Par un mémoire en défense, enregistré le 3 août 2022, le préfet de la Seine-Maritime conclut au rejet de la requête.
Le préfet de la Seine-Maritime fait valoir que les moyens soulevés par M. A ne sont pas fondés.
Vu les autres pièces du dossier.
Vu :
- la convention du 28 juillet 1951 relative au statut des réfugiés ;
- la convention européenne de sauvegarde des droits de l'homme et des libertés fondamentales ;
- le code de l'entrée et du séjour des étrangers et du droit d'asile ;
- le code civil ;
- la loi n° 91-647 du 10 juillet 1991 ;
- le code de justice administrative.
La présidente de la formation de jugement a dispensé la rapporteure publique, sur sa proposition, de prononcer des conclusions à l'audience.
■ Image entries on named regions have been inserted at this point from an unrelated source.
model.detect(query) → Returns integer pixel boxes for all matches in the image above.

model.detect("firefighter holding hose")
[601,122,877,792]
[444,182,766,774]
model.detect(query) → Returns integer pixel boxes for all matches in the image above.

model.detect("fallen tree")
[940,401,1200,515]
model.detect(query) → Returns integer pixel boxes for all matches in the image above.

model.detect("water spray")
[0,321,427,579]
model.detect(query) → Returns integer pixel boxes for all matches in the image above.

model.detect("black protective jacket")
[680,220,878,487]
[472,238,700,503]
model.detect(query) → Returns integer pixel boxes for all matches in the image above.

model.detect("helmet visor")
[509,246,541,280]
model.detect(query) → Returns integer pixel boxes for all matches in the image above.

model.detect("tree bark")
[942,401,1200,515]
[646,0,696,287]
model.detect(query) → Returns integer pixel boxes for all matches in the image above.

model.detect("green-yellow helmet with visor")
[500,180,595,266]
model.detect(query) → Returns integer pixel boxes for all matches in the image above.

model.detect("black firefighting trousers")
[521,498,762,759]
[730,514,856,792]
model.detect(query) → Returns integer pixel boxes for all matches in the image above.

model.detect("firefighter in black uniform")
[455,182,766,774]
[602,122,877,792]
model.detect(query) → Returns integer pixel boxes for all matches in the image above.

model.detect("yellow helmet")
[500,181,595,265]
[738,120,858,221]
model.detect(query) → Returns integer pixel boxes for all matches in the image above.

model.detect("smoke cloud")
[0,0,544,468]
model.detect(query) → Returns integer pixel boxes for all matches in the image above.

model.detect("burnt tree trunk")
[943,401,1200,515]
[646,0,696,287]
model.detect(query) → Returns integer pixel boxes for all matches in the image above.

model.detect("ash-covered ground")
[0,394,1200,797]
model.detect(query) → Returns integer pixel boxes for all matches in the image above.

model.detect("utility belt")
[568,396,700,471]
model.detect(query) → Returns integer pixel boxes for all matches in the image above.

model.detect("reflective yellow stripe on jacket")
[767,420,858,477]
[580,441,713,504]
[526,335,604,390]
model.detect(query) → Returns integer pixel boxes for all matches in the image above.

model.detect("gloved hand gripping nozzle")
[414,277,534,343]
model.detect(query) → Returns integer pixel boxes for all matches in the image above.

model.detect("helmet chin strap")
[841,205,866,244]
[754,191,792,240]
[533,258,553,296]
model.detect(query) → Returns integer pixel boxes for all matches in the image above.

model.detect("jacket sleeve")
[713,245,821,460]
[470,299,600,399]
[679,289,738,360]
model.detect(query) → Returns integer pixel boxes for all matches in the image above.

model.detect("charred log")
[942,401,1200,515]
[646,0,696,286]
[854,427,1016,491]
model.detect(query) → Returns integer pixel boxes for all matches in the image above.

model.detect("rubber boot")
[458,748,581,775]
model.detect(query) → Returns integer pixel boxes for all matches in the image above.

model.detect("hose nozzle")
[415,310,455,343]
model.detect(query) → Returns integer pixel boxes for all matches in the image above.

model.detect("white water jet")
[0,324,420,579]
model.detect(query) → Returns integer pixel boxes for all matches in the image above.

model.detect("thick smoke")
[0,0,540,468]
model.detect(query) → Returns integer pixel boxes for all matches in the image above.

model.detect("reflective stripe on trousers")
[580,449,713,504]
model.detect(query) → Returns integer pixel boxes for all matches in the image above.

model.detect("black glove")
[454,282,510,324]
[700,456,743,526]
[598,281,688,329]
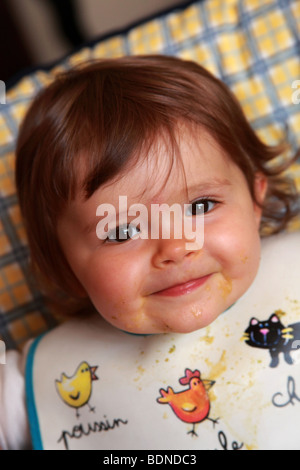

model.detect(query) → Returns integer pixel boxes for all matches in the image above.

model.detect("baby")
[0,56,300,450]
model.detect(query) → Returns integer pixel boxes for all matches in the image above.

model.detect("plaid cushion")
[0,0,300,348]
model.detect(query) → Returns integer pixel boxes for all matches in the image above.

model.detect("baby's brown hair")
[16,56,297,312]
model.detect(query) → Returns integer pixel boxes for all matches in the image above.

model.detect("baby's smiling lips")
[152,274,211,297]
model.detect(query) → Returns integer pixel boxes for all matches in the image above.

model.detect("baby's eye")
[106,224,140,243]
[186,199,217,215]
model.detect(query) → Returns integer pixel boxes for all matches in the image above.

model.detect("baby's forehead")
[81,127,233,204]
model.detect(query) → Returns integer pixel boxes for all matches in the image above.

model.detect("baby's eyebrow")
[83,178,232,235]
[187,178,232,196]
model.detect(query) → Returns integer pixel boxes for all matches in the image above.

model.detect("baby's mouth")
[152,274,211,297]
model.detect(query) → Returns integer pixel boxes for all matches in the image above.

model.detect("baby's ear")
[254,173,268,225]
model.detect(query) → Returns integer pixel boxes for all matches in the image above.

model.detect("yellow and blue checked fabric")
[0,0,300,348]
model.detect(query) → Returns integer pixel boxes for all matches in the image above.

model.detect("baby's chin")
[112,306,228,335]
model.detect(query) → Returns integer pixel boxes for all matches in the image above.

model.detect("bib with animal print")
[26,233,300,451]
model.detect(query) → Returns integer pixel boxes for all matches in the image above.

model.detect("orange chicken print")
[157,369,218,436]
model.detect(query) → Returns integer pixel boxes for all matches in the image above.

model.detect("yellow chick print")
[55,361,98,417]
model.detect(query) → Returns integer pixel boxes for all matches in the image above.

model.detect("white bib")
[26,232,300,450]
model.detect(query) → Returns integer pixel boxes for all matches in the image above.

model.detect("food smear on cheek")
[218,276,232,300]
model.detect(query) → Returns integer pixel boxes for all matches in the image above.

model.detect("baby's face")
[58,129,266,334]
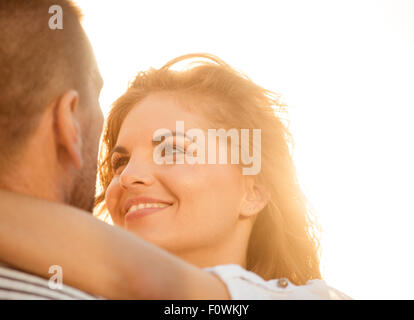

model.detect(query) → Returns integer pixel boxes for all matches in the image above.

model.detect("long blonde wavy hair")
[95,53,321,285]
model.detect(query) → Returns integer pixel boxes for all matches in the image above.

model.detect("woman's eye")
[112,157,129,173]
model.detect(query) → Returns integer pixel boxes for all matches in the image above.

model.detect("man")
[0,0,103,299]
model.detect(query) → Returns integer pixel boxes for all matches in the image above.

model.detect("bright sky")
[77,0,414,299]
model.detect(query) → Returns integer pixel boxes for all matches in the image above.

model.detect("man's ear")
[240,176,269,217]
[54,90,83,169]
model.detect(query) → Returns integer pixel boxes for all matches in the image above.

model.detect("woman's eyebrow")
[109,146,128,157]
[152,131,191,146]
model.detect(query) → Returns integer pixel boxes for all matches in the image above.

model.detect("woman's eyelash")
[112,157,129,170]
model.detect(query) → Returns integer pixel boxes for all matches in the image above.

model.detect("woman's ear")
[54,90,83,169]
[240,176,269,217]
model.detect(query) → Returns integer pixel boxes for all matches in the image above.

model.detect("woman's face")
[105,93,249,252]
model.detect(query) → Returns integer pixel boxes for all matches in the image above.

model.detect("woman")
[0,54,346,299]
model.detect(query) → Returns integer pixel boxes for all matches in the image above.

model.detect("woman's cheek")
[105,177,123,225]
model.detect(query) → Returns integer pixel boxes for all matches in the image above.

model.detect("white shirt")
[204,264,351,300]
[0,263,100,300]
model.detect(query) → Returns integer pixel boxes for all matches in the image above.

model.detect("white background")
[76,0,414,299]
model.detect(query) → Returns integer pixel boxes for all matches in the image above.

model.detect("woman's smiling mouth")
[124,197,171,220]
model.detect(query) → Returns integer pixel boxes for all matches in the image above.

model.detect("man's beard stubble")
[67,148,97,213]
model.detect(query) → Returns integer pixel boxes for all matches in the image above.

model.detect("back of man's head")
[0,0,100,212]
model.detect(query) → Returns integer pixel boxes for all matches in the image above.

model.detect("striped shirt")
[0,263,101,300]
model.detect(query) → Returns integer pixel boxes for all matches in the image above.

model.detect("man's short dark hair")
[0,0,96,169]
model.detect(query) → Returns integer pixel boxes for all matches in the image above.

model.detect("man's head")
[0,0,103,211]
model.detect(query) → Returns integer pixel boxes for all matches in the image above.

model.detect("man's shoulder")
[0,262,99,300]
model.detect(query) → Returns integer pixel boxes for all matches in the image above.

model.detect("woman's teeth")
[127,203,168,213]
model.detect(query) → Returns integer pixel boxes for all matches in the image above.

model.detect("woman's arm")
[0,190,229,299]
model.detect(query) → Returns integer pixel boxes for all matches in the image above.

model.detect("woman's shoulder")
[204,264,351,300]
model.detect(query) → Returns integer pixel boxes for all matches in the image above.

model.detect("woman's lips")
[125,204,171,221]
[124,197,171,220]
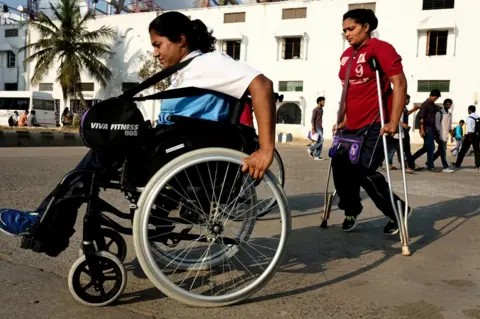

Les parties ont été régulièrement averties du jour de l'audience.
Au cours de l'audience publique, le rapport de M. Bouvet, premier conseiller, a été entendu.
Considérant ce qui suit :
1. M. B, ressortissant congolais se disant né le 5 octobre 2003 à Kinshasa, déclare être entré en France en juillet 2018 et a été pris en charge par l'ASE, à compter du mois d'octobre de la même année. Le 9 août 2022, il a présenté une demande de carte de séjour sur le fondement de l'article L. 423-22 du code de l'entrée et du séjour des étrangers et du droit d'asile. Par l'arrêté contesté du 18 mai 2022, le préfet de la Seine-Maritime a rejeté sa demande, l'a obligé à quitter le territoire français sous trente jours et a fixé son pays de renvoi.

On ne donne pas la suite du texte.